Investors are proceeding into the second half of 2022 with caution after the worst first six months to a year in decades. Risk-off sentiment was seen in most areas of the market, fueled by soaring inflation and the Fed’s aggressive monetary policy to fears of slowing growth and increased borrowing costs.

 

A much hoped-for “soft landing” also hit some turbulence, with Fed Chair Jay Powell remarking this week “there is no guarantee that we can do that and it’s obviously something that’s going to be quite challenging.”

 

Perfect storm: The S&P 500 (SP500) has plunged 21% since January, losing more than $9T in market capitalization and suffering its worst first half of a year since 1970, while the Nasdaq Composite (COMP.IND) and Dow Jones (DJI) fell 16% and 30%, respectively.

 

The 10-year Treasury yield climbed from 1.50% to around 3.00%, and Bitcoin (BTC-USD) has tumbled nearly 56% YTD to under $20,000. One of the only pockets of the market that gained in the first-half was commodities, with crude oil going from $75 to well over $100 a barrel and U.S. gas prices nearly tripling before falling back in recent weeks.
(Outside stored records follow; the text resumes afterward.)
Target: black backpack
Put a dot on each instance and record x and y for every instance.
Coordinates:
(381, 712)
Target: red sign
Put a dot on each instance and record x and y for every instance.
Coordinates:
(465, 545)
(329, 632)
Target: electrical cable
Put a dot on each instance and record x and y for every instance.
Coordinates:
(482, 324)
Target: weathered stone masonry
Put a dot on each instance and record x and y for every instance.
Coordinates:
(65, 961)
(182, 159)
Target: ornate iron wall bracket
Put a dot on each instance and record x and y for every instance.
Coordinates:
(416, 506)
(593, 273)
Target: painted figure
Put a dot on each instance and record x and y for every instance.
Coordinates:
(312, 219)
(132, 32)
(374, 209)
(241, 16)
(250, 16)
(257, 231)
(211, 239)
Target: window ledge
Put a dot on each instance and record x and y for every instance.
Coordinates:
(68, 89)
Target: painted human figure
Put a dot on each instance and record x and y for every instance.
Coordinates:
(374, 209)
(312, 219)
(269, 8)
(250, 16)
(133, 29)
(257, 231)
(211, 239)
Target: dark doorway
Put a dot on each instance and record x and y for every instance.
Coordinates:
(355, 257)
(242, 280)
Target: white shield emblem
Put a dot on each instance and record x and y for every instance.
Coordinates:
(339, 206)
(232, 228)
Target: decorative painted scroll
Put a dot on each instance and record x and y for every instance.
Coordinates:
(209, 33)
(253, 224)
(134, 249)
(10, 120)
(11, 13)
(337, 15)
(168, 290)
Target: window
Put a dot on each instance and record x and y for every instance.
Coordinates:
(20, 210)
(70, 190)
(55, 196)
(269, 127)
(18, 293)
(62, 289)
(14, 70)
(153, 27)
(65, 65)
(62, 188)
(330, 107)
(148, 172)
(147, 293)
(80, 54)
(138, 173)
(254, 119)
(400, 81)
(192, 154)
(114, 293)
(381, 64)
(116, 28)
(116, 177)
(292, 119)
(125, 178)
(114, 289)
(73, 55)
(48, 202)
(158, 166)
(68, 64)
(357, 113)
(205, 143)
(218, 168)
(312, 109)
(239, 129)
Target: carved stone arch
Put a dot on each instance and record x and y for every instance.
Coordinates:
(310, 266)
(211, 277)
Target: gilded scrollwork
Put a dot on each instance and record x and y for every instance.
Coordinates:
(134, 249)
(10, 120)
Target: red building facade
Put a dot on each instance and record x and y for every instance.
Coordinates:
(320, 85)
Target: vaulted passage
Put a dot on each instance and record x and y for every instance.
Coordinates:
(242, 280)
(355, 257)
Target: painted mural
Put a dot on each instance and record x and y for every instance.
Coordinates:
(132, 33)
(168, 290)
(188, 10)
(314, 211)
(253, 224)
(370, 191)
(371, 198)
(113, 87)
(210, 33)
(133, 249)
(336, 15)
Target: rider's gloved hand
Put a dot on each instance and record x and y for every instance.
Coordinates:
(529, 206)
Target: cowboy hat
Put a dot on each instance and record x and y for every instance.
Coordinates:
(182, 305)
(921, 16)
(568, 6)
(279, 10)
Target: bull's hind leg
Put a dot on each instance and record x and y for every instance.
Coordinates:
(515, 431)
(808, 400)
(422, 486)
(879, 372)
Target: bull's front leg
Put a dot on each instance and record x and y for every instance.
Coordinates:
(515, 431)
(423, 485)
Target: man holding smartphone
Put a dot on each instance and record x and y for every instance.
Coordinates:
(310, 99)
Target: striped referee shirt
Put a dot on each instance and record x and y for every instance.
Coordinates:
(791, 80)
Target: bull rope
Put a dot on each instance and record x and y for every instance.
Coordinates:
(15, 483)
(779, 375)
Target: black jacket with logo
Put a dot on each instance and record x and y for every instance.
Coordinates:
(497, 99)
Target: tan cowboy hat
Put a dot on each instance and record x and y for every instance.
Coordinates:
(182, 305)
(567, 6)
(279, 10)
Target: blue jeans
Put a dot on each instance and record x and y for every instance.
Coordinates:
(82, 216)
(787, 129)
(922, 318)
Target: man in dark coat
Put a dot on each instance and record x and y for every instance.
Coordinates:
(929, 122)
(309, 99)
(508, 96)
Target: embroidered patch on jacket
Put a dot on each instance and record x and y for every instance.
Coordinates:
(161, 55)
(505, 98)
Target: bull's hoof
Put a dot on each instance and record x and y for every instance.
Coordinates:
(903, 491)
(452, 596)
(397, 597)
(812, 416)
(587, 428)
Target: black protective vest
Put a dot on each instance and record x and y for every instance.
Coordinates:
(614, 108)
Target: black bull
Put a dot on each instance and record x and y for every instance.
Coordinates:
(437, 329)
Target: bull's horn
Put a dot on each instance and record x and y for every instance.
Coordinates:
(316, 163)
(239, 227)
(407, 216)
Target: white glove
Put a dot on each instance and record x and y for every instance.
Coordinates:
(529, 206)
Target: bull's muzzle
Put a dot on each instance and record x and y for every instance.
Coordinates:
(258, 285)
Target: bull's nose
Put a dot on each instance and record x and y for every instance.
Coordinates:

Heading into H2, many are worried that central bank actions could push the global economy into a downward spiral. The latest reading from the Atlanta Fed’s GDPNow tracker is now in negative territory, predicting Q2 real GDP growth of -1.0% as of June 30, down from +0.3% on June 27. If that print comes to fruition, it would mark two straight quarters of negative real GDP growth (-1.6% in Q1) making it a technical recession.

 

More volatility ahead? Earnings season, which kicks off later this month, could present the next trading risk, though you never know when buy-the-dip institutional managers and retail investors will step in and gain control of the markets. “If we have any words of comfort, it is that universal losses at this pace rarely take place in successive quarters, but this is not the same as saying that further losses should not be anticipated,” said Michael Shaoul, CEO of Marketfield Asset Management.

 

“This still very much looks to be the middle of the story, the period in which a previously ‘pacific’ outlook is replaced by something far stormier, and we are yet to see any signs that the weather is about to turn for the better.”